During this 8-year period, 434 patients with 206 (48%) patients having LV dysfunction were included. The two groups had similar baseline characteristics, but those with LV dysfunction had worse function as demonstrated by worse LV ejection fraction, cardiac index, and LV diastolic dysfunction. In the 331 hospital survivors, new-onset acute decompensated heart failure hospitalization did not differ between the two cohorts (15% vs. 11%). The primary composite outcome was comparable at 2-year follow-up between the groups with and without LV dysfunction (P = 0.24). Persistent LV dysfunction was noted in 28% hospital survivors on follow-up echocardiography. Other secondary outcomes were similar between the two groups.

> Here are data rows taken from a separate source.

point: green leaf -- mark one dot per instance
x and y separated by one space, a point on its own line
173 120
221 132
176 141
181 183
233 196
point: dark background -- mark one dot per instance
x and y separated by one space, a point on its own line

In patients with severe sepsis and septic shock, the presence of new-onset LV dysfunction did not increase the risk of long-term adverse heart failure outcomes.
脓毒症患者新发左心室(LV)功能障碍与长期心力衰竭结局之间的关系尚未得到充分了解。
这是一项回顾性队列研究,纳入了 2007 年至 2014 年间所有在重症监护病房入院后 72 小时内接受超声心动图检查的严重脓毒症和脓毒性休克成年患者。排除了有既往心力衰竭、LV 功能障碍和结构性心脏病的患者。LV 收缩功能障碍定义为 LV 射血分数<50%,LV 舒张功能障碍定义为≥Ⅱ级。主要复合结局包括急性失代偿性心力衰竭的新住院治疗和 2 年随访时的全因死亡率。次要结局包括持续性 LV 功能障碍、住院死亡率和住院时间。
在这 8 年期间,共纳入了 434 例患者,其中 206 例(48%)患者存在 LV 功能障碍。两组患者的基线特征相似,但 LV 功能障碍组的功能更差,表现为 LV 射血分数、心指数和 LV 舒张功能障碍更差。在 331 例住院存活患者中,两组新发急性失代偿性心力衰竭住院率无差异(15% vs. 11%)。在有和没有 LV 功能障碍的两组患者中,2 年随访时主要复合结局相当(P=0.24)。在随访超声心动图中,有 28%的住院存活患者仍存在持续性 LV 功能障碍。其他次要结局在两组间相似。
在严重脓毒症和脓毒性休克患者中,新发 LV 功能障碍并不增加长期不良心力衰竭结局的风险。